In the following example, serial interface 0 is configured to require an EXEC command from the administrator before it participates in emergency mode. The host IP address is 172.30.0.12, and the address of the remote BFE unit is 172.30.0.1. When the BFE enters emergency mode, the access server will prompt the administrator for EXEC command bfe enter to direct the access server to participate in emergency mode.

interface serial 0
 ip address 172.30.0.2 255.0.0.0
 encapsulation bfex25
 x25 bfe-emergency decision
 x25 remote-red 172.30.0.12 remote-black 172.30.0.1
 x25 bfe-decision ask

Netboot over X.25 Example

When netbooting over X.25, you cannot netboot via a broadcast. You must netboot from a specific host. Also, an x25 map command must exist for the host that you netboot from. The x25 map command is used to map an IP address into an X.121 address. There must be an x25 map command that matches the IP address given on the boot system command line. The following is an example of such a configuration:

boot system gs3-bfx.83-2.0 172.30.13.111
!
interface Serial 1
 ip address 172.30.126.200 255.255.255.0
 encapsulation X25
 x25 address 10004
 x25 map IP 172.30.13.111 10002 broadcast
 lapb n1 12040
 clockrate 56000

In this case, 10002 is the X.121 address of the remote access server that can get to host 172.30.13.111.
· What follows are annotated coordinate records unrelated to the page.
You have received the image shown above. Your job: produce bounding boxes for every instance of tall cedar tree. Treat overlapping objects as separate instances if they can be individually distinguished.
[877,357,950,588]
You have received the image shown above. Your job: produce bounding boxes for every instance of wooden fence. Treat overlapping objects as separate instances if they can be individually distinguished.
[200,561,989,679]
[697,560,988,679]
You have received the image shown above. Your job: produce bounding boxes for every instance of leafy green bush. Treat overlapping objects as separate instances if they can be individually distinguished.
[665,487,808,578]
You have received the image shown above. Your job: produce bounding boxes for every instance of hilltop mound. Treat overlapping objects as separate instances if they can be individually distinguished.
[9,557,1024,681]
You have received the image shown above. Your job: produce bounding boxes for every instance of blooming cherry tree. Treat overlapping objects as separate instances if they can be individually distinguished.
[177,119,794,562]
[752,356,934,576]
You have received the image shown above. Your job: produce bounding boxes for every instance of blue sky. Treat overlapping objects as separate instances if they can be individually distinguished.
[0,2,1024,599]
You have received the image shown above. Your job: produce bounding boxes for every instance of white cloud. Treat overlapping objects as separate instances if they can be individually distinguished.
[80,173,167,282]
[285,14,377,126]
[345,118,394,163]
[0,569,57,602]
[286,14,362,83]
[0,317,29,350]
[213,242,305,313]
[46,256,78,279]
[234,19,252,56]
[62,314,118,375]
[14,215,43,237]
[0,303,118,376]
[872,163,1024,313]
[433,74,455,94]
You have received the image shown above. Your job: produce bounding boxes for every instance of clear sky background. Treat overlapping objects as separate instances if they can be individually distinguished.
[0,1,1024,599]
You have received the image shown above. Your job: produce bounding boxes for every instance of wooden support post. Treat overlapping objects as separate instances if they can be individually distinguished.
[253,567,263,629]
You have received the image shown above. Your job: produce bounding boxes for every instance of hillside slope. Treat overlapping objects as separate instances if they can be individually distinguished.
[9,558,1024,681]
The remote access server must have the following x25 map entry:

x25 map IP 172.30.126.200 10004 broadcast

This entry allows the remote access server to return a boot image (from the netboot host) to the access server netbooting over X.25.

X.29 Access List Example

The following example illustrates an X.29 access lists. Incoming permit conditions are set for all IP hosts and LAT nodes that have specific characters in their names. All X.25 connections to a printer are denied. Outgoing connections are list restricted.

!Permit all IP hosts and LAT nodes beginning with "VMS".
!Deny X.25 connections to the printer on line 5.
!
access-list 1 permit 0.0.0.0 255.255.255.255
lat access-list 1 permit ^VMS.*
x29 access-list 1 deny .*
!
line vty 5
 access-class 1 in
!
!Permit outgoing connections for other lines.
!
!Permit IP access with the network 131.108
 access-list 2 permit 172.30.0.0 0.0.255.255
!
!Permit LAT access to the boojum/snark complexes.
 lat access-list 2 permit ^boojum$
 lat access-list 2 permit ^snark$
!
!Permit X.25 connections to Infonet hosts only.
 x29 access-list 2 permit ^31370
!
line vty 0 16
 access-class 2 out

X.3 Profile Example

The following profile script turns local edit mode on when the connection is made and establishes local echo and line termination upon receipt of a Return. The name "linemode" is used with the translate command to effect use of this script.

x29 profile linemode 2:1 3:2 15:1
translate tcp 172.30.1.26 x25 55551234 profile linemode

The X.3 PAD parameters are described in the "Configuring Protocol Translation" chapter in this publication.